Giachinno really is one of the most exciting composers working in film. His scores always have so much playful energy yet manage to strike some deep emotional beats without detracting from the film.(looking at you howard shore and hans zimmer) Here is no different, he captures youth in musical notes and weaves adventure through each moment in the film.

Yah yah the lens flares are still here, but unlike Star Trek they are far fewer and make sense within the world of the film. For instance at one point Joe and Alice are watching a film and the camera moves in front of the projector and boom lens flare. Maybe unnecessary but nowhere near as distracting as in Star Trek

I want to talk about the film that the kids are making in this movie. I mentioned earlier that the kids continue to make their film even as the military presence grows and more and more strange occurrences happen. No matter what, through immaturity or sheer perseverance these kids will stop at nothing from pursuing their dreams, and they take it deathly serious. Stressing over on the moment rewrites, or the necessity to catch a shot with the perfect background action, or ensuring that their homemade lighting rigs are giving the proper shadows. Anyone who has tried to make a homemade movie will instantly feel nostalgic at watching these kids make a movie. Abrams shows us that movie making is fun, and at its best when it is full of passion and energy. To these kids this is the world, and if they don't finish the film, they won't win the festival, and if they won't win the festival they won't fulfilll their dreams...because that's how the world works as a kid. No matter what it is, filmmaking, dance, art, sports, everyone had passions as a kid, and every kid just wanted to be the best at whatever it was and that was their whole world. Beyond that we just want our parents to understand how much those passions mean to us, and when they don't see how much we love it, its frustrating. It causes Joe to finally tell his dad how he feels, it causes Charles to come clean about his feelings for Alice, it causes their leading man to reveal his own insecurities about his acting abilities. In case your passion does happen to be making movies, remember to include a love interest, Charles knows what he's talking about.

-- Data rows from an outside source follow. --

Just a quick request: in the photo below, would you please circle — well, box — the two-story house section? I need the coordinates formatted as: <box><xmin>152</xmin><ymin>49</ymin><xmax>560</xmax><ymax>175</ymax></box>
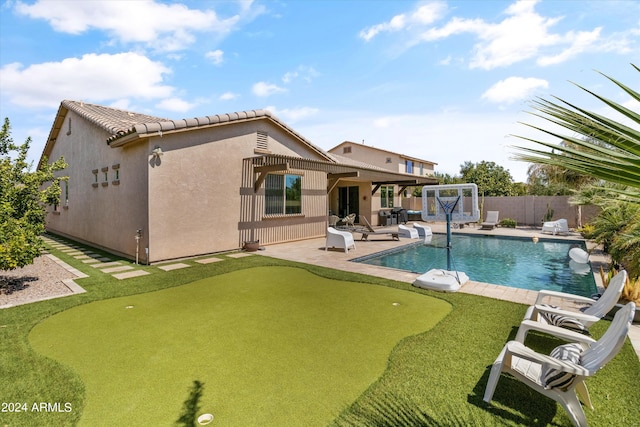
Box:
<box><xmin>329</xmin><ymin>141</ymin><xmax>437</xmax><ymax>177</ymax></box>
<box><xmin>328</xmin><ymin>141</ymin><xmax>437</xmax><ymax>224</ymax></box>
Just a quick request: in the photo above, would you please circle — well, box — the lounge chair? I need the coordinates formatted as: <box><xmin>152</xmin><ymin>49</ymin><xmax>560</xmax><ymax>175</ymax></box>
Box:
<box><xmin>359</xmin><ymin>215</ymin><xmax>400</xmax><ymax>240</ymax></box>
<box><xmin>342</xmin><ymin>214</ymin><xmax>356</xmax><ymax>227</ymax></box>
<box><xmin>483</xmin><ymin>302</ymin><xmax>635</xmax><ymax>427</ymax></box>
<box><xmin>516</xmin><ymin>270</ymin><xmax>627</xmax><ymax>343</ymax></box>
<box><xmin>413</xmin><ymin>222</ymin><xmax>433</xmax><ymax>238</ymax></box>
<box><xmin>480</xmin><ymin>211</ymin><xmax>500</xmax><ymax>230</ymax></box>
<box><xmin>398</xmin><ymin>224</ymin><xmax>420</xmax><ymax>239</ymax></box>
<box><xmin>542</xmin><ymin>219</ymin><xmax>569</xmax><ymax>236</ymax></box>
<box><xmin>324</xmin><ymin>227</ymin><xmax>356</xmax><ymax>253</ymax></box>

So yah I really loved this movie, and I could go on and on about how much awesome Abrams has placed into this film, or how he captures youth so much better than the dredge that is Judy Moody seems to be. This film touched me on such a personal level. From trying to move past his mother's death, to holding on to whatever he had left of her, to the frustrations the characters have with their fathers, to the youthful passion for movies and film making, to the sci fi skeleton that is woven through each scene, to the fact that these kids are in real danger. It all just resonates so strongly with me, and reminds me of what it was like to share Jurassic Park with my mom the first time, or what it was like when I saw the entire Star Wars trilogy with my dad. I will show my son films like this when the time comes and hopefully introduce him to the possibilities of quality family entertainment. I'm a big nerd and I love my comic adaptations, but this film shows us what is possible when you take an original idea and explore your own influences as to what made you what you are. Abrams gets better with every film so far, but we have yet to see a true masterpiece. As much as I love this film, I still think he can do better, there are bits of dialogue that seem clunky, again the design of the monster could have been more inspired, and a handful of other nitpicky things. No matter what though Abrams is quickly becoming the proper successor to Spielberg, and that in itself is exciting to see.


One last thought - my locket is a bracelet my little cousin gave my mom.